-1

This question is a follow-up to Select first rank if RANK()+1 overflows with JOINS

The scenario

I have a bunch of predefined messages that my Discord and Twitch bots send to dedicated channels every 30 minutes in round-robin only if X messages where sent by other users between each of the bot's messages.
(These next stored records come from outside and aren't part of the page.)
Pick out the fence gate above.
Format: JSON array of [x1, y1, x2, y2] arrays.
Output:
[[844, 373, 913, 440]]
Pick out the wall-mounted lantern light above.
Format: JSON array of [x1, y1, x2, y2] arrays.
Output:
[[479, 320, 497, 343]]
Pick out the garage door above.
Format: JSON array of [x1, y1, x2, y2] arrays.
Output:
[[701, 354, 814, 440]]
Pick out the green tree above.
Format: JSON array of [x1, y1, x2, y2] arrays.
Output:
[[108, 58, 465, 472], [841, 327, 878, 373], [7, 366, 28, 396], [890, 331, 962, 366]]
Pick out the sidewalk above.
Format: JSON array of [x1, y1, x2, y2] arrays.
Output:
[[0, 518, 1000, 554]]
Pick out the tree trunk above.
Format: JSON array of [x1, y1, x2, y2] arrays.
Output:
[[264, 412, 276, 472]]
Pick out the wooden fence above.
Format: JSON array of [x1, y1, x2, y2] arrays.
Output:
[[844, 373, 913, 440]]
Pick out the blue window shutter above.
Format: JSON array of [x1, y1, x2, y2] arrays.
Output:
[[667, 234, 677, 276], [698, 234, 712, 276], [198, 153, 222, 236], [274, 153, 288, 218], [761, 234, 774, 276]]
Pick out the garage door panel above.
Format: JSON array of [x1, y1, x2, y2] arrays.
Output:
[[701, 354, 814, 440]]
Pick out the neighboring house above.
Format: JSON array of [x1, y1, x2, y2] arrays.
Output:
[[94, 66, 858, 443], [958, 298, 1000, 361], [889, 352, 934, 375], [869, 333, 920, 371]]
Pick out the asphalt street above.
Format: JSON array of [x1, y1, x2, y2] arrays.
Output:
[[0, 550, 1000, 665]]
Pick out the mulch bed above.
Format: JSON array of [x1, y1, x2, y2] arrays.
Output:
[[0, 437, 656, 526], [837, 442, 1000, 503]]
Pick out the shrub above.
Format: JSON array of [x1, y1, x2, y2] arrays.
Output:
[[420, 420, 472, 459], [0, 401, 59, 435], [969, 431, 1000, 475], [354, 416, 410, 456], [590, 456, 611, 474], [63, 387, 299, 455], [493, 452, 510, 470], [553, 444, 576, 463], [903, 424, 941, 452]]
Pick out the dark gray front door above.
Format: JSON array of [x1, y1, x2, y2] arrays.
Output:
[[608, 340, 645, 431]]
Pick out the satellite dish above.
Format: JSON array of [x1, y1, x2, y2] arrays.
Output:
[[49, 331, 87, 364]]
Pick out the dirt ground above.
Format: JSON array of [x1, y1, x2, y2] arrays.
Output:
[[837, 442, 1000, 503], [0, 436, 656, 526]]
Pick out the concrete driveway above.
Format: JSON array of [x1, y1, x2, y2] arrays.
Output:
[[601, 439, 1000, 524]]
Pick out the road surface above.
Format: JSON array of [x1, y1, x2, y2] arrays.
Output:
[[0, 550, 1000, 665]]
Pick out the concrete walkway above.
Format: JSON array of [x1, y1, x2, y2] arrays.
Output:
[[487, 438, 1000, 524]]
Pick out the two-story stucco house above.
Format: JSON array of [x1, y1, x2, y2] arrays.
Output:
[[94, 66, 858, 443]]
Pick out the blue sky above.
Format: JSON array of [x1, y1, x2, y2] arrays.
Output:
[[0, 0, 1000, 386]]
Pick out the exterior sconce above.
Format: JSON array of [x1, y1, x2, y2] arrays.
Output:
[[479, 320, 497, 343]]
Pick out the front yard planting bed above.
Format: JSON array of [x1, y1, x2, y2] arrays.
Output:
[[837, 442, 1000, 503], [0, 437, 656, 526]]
The round-robin is independant from one channel to another.

SQL tables

CREATE TABLE `loop_msg` (
  `msg_id` int(11) NOT NULL,
  `content` varchar(2000) CHARACTER SET utf8mb4 COLLATE utf8mb4_unicode_ci NOT NULL
) ENGINE=InnoDB DEFAULT CHARSET=latin1;

INSERT INTO `loop_msg` (`msg_id`, `content`) VALUES
(2, 'Content 2'),
(3, 'Content 3'),
(4, 'Content 4'),
(6, 'Content 6'),
(7, 'Content 7'),
(8, 'Content 8');

CREATE TABLE `loop_msg_status` (
  `channel_id` bigint(20) NOT NULL,
  `msg_id` int(11) NOT NULL DEFAULT 0,
  `inbetween` int(11) NOT NULL DEFAULT 0
) ENGINE=InnoDB DEFAULT CHARSET=latin1;

INSERT INTO `loop_msg_status` (`channel_id`, `msg_id`, `inbetween`) VALUES
(123456789012345671, 2, 10),
(123456789012345672, 4, 30),
(123456789012345673, 6, 10),
(123456789012345674, 6, 0),
(123456789012345675, 6, 15),
(123456789012345676, 8, 10);

ALTER TABLE `loop_msg`
  ADD PRIMARY KEY (`msg_id`);

ALTER TABLE `loop_msg_status`
  ADD PRIMARY KEY (`channel_id`);

ALTER TABLE `loop_msg`
  MODIFY `msg_id` int(11) NOT NULL AUTO_INCREMENT, AUTO_INCREMENT=9;
COMMIT;

The current query

Now, I need every 30 minutes to get every channel_id with inbetween >= 10 from msg_loop_status, the next message's content from loop_msg and the next msg_id from loop_msg as well since after posting the new message, I will UPDATE that channel_id's row with the new msg_id and set inbetween to 0. More specifically, if we're at the end of loop_message (with the highest msg_id), we need to restart the round-robin from the beginning (the lowest msg_id).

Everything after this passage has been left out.